Particles can change the wavelength of the radiation or wave movement. When a smaller particle sends wave movement to a bigger particle, that energy fills the bigger particle. Then the bigger particle sends energy forward to the system.

Every fundamental interaction has wave and particle forms. Those four fundamental interactions involve strong and weak nuclear forces, electromagnetism, and gravitation. There is a possibility that gravitation is an interaction between gluons and hypothetical gravitons. As well as strong nuclear forces, there is an interaction between gluons and quarks. Electromagnetism is the interaction between an atom's nucleus and electron shells.


Could (Grand Unified Theory)GUT theory go like this? 

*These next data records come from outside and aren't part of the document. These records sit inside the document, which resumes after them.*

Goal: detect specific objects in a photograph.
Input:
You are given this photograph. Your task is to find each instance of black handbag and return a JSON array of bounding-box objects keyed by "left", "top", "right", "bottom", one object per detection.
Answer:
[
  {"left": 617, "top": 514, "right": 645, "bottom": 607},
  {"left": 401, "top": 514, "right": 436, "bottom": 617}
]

So if we think like this, the series of fundamental interactions from the smallest to the largest entireties goes like this:


Graviton>gluon>quark>quark gourps (protons and neutrons)>atom's nucleus (proton and neutron groups)>electron shells


">>" means the direction of energy.


The Grand Unified Theory (GUT) goes like this: When gluon sends radiation to a quark, the quark transforms its wavelength longer. Then the quark groups, or protons and neutrons, transform that wavelength into the wavelength of a weak nuclear force. Then the atom's nucleus sends that radiation in its entirety to the electron shells.

And finally, the atom emits the radiation in its entirety. The gravitational field would be a particle that is between a gluon and a quark. So in that model, gravitation is an interaction between gluons and hypothetical gravitons. That explains why gravitational radiation has such a short wavelength.

There is a model that says superstrings are forming elementary particles. Those superstrings are like small quantum fibers. The superstrings are the things that form wave movement and material. That means elementary particles look like yarn balls. In the case that a very small particle sends wave movement to a bigger particle that looks like a yarn ball of superstrings, radiation can turn those superstrings away from their route. And that superstring, or radiation peak, travels through the particle. But during that process, the radiation transfers little energy to that particle.

That means particles can turn one form of energy into another. Each type of one of the four fundamental forces is energy. The fundamental forces are weak nuclear forces and strong nuclear forces, electromagnetism, and gravitation. And each of those four fundamental forces has different wavelengths. When one type of radiation impacts an elementary particle, it loads energy into it. Then that particle sends its extra energy to its environment. So particles can transform the wavelength of radiation.

The interaction between matter and energy is complicated. We can say that the Big Bang formed all visible matter in the universe. But it's hard to explain how that thing happened. So when we think about the Big Bang and the formation of material, we know that if the Schwinger effect created that event, there must have been two impacting radiation layers.